Adrogatio effectively entailed the extinction of one familia (constituted by the adoptive person being sui iuris) in order to enable another to continue, and for this reason it had a distinctly public character, while adoptio was a much more private law orientated issue, concerning as it did someone already (or still) alieni iuris. Indeed, Thomas1 states that adoptio originally served an economic function, redistributing labour in early times when slaves were a scarce commodity.
Each familia was also possessed of a sacra, a religious observance of the household gods, the lares and penates, being the gods and the spirits of the forefathers of the particular familia. Necessarily, as we have stated, because adrogatio entailed the extinction of the familia of the adrogandus (the person being adopted by way of adrogatio), the sacra of his familia would not continue. The result was that pontifex maximus (the supreme pontiff) became involved in order to ascertain the desirability (or not, as the case may be), of the adrogation, in order to ensure that it was both legal and justifiable under the circumstances. The matter was then referred to one of the popular assemblies, the comitia calata, which ratified certain business of the pontifex maximus. It must be borne in mind that the adrogandus was sui iuris, and by extension necessarily a paterfamilias, therefore a member of the assembly itself,2 and the assembly naturally had an interest in matters which gave rise to someone's loss of the right to participate in that assembly. Once the formal procedures had been completed, the legal construction placed on the adrogatio was that the adrogandus’ potestas had been terminated by order of the assembly, and the adrogandus then formally accepted the sacra of the familia of the adrogator (the adrogating paterfamilias). Obviously, all persons and property of the adrogandus now fell under the potestas of the adrogator as their new paterfamilias.

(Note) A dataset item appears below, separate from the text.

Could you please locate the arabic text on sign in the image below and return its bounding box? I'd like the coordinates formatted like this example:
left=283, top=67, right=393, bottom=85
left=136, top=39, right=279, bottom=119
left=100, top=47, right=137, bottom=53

Gaius tells us3 that adrogatio could only be performed at Rome, as this is where the comitia calata assembled. This only happened twice annually, 24 March and 24 May. Under the empire, however, the emperor issued rescripts of adrogation on applications received from the outlying provinces.
It is generally accepted that adoptio is of later origin than adrogatio. The lex duodecim tabularum (law of the twelve tables) provided that a pater could free a son from his manus by selling him three times. Adoptio initially consisted simply of selling the son three times to another, which would transfer the son to the potestas of the purchaser as a free person, Roman citizens not being capable of being sold into slavery within Rome itself.4 Later a more formal procedure became the norm, by the pater mancipating (freeing from his potestas by way of a formal process called mancipatio) the son to the adoptor (adoptive pater) three times (simulating the ancient sale). The matter was then finalised before the praetor who simply upheld the adopting father’s claim that the child is his son, while the previous father made no defence to the claim.
See also Roman marriage and Roman names.
1 A Textbook of Roman Law 1976, 437.
2 Which explains why women and children (persons under the age of puberty) could not be adopted by way of adrogatio, not having membership of the comitia.
3 Institutes I:100.
4 Only if the son was sold trans Tiberim (on the other side of the river Tiber) was he sold into slavery.